Figure 7 shows that there is no sill intersecting in the experimental and theoretical Gaussian variogram model of the secondary axis for a "depth" variable, which means that we have an extremely large spatial dependence. Increasing the number of lags also did not lead to sill intersecting, so the range value of 4000 m was used. According to a regional structural map of e-log marker Z' (see Figure 2), the primary axis has a direction of 135-315°. Adirectional variogram of a primary axis for depth variable was used for OK interpolation, and the ratio was 2:1 since the structure is 2 times longer than wide.

The resulting OK map (see Figure 8) with a Gaussian variogram model does not respect the rule (even geological mapping axiom) that lines of some values should not pass between two points (as the minimum and maximum), where there isn't some intermediate value, through which the line can pass. That is considered as a basic rule of simple interpolation. The second rule of interpolation is that isolines with greater or less values than the maximum and minimum of the measured points, cannot occur on the map. Both rules are not respected on this map. Therefore, this map cannot be considered good, which can be confirmed with a bigger MSE value.

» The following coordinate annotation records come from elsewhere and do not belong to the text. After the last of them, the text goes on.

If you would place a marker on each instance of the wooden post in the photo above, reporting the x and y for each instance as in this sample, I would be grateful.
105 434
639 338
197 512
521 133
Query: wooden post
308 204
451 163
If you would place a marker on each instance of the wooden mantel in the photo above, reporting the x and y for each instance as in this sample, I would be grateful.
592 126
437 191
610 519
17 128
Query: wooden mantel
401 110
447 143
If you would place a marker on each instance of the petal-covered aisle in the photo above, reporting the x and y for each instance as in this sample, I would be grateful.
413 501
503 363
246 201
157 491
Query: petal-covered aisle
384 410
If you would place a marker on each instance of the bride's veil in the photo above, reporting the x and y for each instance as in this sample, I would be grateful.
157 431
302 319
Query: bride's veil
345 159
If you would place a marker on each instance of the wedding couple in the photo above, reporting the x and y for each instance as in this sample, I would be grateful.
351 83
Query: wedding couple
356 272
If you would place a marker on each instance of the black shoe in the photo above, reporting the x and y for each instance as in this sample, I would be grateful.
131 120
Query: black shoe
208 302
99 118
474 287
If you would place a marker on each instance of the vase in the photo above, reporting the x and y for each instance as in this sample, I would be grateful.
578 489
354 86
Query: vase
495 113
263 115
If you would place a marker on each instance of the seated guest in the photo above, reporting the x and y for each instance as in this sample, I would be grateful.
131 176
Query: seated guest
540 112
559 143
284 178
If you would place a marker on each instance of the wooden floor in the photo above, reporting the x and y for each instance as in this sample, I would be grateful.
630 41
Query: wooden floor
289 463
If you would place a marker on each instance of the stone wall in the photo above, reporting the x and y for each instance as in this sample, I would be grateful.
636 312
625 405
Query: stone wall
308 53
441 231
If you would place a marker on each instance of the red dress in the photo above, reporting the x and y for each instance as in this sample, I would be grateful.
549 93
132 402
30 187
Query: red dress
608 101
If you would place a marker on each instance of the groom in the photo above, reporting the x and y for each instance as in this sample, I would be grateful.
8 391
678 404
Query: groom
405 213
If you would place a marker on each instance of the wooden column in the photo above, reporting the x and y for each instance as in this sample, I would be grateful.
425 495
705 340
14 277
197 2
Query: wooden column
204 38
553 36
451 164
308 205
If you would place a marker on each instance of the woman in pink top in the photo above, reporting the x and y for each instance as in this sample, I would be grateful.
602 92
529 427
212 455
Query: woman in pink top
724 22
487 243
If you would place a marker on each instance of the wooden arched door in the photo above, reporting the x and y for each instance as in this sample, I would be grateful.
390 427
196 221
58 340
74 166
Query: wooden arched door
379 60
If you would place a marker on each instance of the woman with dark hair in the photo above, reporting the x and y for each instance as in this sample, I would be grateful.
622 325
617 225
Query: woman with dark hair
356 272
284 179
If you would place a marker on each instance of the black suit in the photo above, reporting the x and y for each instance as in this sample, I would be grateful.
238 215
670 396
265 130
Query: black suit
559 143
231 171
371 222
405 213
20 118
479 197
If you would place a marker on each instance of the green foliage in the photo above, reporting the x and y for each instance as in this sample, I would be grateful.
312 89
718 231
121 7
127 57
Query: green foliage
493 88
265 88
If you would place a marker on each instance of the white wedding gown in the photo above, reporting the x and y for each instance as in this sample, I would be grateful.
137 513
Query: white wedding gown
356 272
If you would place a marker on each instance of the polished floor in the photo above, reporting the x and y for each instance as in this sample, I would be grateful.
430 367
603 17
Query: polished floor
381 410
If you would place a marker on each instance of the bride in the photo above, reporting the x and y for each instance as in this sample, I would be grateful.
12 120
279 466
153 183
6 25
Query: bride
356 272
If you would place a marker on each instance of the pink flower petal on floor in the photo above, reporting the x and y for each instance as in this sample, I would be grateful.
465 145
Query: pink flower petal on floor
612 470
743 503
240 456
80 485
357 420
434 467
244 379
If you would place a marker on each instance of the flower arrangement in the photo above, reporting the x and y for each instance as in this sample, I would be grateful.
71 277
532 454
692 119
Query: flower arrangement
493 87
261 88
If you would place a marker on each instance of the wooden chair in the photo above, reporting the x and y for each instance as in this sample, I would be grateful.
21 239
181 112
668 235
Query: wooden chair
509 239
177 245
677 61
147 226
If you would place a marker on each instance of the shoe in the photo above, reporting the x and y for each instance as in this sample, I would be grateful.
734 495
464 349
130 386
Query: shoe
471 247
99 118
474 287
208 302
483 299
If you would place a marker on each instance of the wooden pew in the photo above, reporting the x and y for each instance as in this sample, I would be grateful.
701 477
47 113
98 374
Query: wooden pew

The Sandrovac Field was already analysed by the OK method in a previous study (Mesic Kis and Malvic, 2014) where a linear variogram model was used because it was proposed as a "default" variogram model in SAGA GIS software, and it was compared with Thiessen polygon method. Such a model is usually considered "handy" because it describes regression dependence with a line and does not use any complex variogram "mathematics". Therefore, such krigings are usually considered better than inverse distance or other simple methods because simple regression can be much more easily applied in plain interpolation algorithms. In fact, such kriging implies that there is a general trend in data that is described by simple regression with one dependent variable.

Figure 9 shows that we have two independent variables (x and y coordinates) and one dependent variable (depth). There is a positive linear trend of depth with longitude and a negative linear trend with latitude. Since UK assumes a general polynomial trend model such as a linear trend model, it was used for this study. The problem with 2 independent variables is solved using multiple linear regression which leads to a regressional equation from which you can calculate the value of the regression variables and residuals. A variogram was calculated for a "residuals" variable. Since we had a linear trend, the option "linear drift" in Surfer was chosen to implement the UK. The resulting UK map (see Figure 13) shows a homocline, where the entire Sandrovac Field sinks towards the SE as well as the structure of the entire subdepression.

The reason why Figures 8 and 13 look so different lies in the fact that there is a linear trend in the data. The UK method identified that trend and made a better interpolation. Previous work (Mesic Kis and Malvic, 2014) shows a similar result of the OK method with the UK method used in this work due to a "default" linear variogram model option in SAGA GIS software.

6.Conclusion

This paper describes which kriging technique is more suitable for depth interpolation in Sandrovac Field with e-log marker Z' structural map as input data. Directional variograms of a depth variable was used for the OK interpolation, and the UK interpolation applied the same method except that residuals were used as variables.

Structural maps usually show a trend in input data since mapped surfaces often have a structural trend towards one cardinal direction, or a sequence of geological structures, like in our case a field structure is part of a structural unit of a regional monocline. Therefore, with such a dataset that is characterised by a linear spatial trend or a drift, it is advisable to use UK in relation to the OK because this technique was developed precisely in order to identify and calculate trends in the data, i.e. to describe the regression and give better mapping results. That can be seen by comparing the maps that were obtained by OK and UK. Consequently, it means that UK could be used for the interpolation of depths on all Croatian hydrocarbon fields in the CPBS, where trends such as those described in this paper are observed.